Dose, preparation and route of administration of levothyroxine (LT4) have always been a matter of debate. In some institutions, intravenous thyroxine (T4) or a combination of triiodothyronine (T3) and T4 are used. While oral T3 is not available in India, oral T4 is easily available. However, administration of T4 through Ryles tube is equally effective as intravenous T4, with the advantage of easier interpretation of serum T4.[1,5] Despite following a standard protocol for myxedema management (empiric antibiotic, dextrose-saline infusion, thyroxine sodium 300 to 500 μg through Ryles tube, intravenous hydrocortisone 100 mg every 8 hours, warming blanket to prevent heat loss and ventilatory support if required), seven out of 11 expired in our institute. No adverse event, especially cardiac, was documented with such a high dose of thyroxine sodium. Patients with hypoventilation (six out of 11) required ventilatory support; most of them (five out of 6) expired. Predicting the outcome of the patients with myxedema coma is difficult. However, hypotension and bradycardia at presentation, need for mechanical ventilation, unresponsive hypothermia, presence of sepsis, intake of sedative drugs, low Glasgow Coma Scale and high APACHE II score are proposed as possible predictors for mortality.[5]
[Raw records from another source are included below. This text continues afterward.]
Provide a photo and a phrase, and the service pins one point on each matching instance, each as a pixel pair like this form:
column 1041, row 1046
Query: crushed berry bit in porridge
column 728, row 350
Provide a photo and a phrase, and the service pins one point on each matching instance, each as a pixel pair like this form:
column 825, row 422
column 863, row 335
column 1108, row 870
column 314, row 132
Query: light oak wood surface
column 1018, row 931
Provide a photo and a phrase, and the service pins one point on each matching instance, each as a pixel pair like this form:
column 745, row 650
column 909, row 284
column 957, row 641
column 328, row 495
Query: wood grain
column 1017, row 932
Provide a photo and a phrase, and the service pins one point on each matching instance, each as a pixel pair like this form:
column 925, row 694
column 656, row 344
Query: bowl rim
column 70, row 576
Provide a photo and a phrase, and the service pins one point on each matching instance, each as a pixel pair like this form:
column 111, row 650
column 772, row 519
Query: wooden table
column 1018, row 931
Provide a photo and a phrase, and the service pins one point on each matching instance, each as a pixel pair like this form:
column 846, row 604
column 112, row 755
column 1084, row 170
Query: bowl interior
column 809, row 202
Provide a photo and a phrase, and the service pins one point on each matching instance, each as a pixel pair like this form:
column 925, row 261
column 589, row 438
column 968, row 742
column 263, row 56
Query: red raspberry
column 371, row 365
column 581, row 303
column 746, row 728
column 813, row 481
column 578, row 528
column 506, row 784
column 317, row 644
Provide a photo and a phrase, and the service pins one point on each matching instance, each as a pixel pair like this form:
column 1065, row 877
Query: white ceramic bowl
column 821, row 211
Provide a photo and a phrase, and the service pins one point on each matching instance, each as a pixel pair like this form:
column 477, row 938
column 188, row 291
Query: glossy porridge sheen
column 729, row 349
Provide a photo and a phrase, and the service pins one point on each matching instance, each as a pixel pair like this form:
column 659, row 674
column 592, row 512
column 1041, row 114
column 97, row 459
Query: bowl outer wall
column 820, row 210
Our study has several limitations. First, recorded diagnoses in retrospective real-world studies are less well-validated than those in well-planned randomized controlled trials. Hence, the generalizability of our results may be limited. Second, our results were mainly based on enteral administration of levothyroxine; intravenous thyroxine remains as the standard therapy for patients with myxedema coma. Third, post-discharge mortality information is not available to us. Lastly, we could not perform multivariate logistic regression analysis of all potential risk factors for myxedema coma mortality because of the small sample size.

CONCLUSION

In the absence of a definitive diagnostic tool, myxedema coma is largely a clinical diagnosis. In view of the myriad of presentations and absence of classic features in many situations, a high index of suspicion is required for a timely diagnosis. In elderly people presenting with hyponatremia and decreased sensorium, myxedema coma should be considered as a differential diagnosis. Despite standard treatment after detection, myxedema coma is associated with poor outcomes.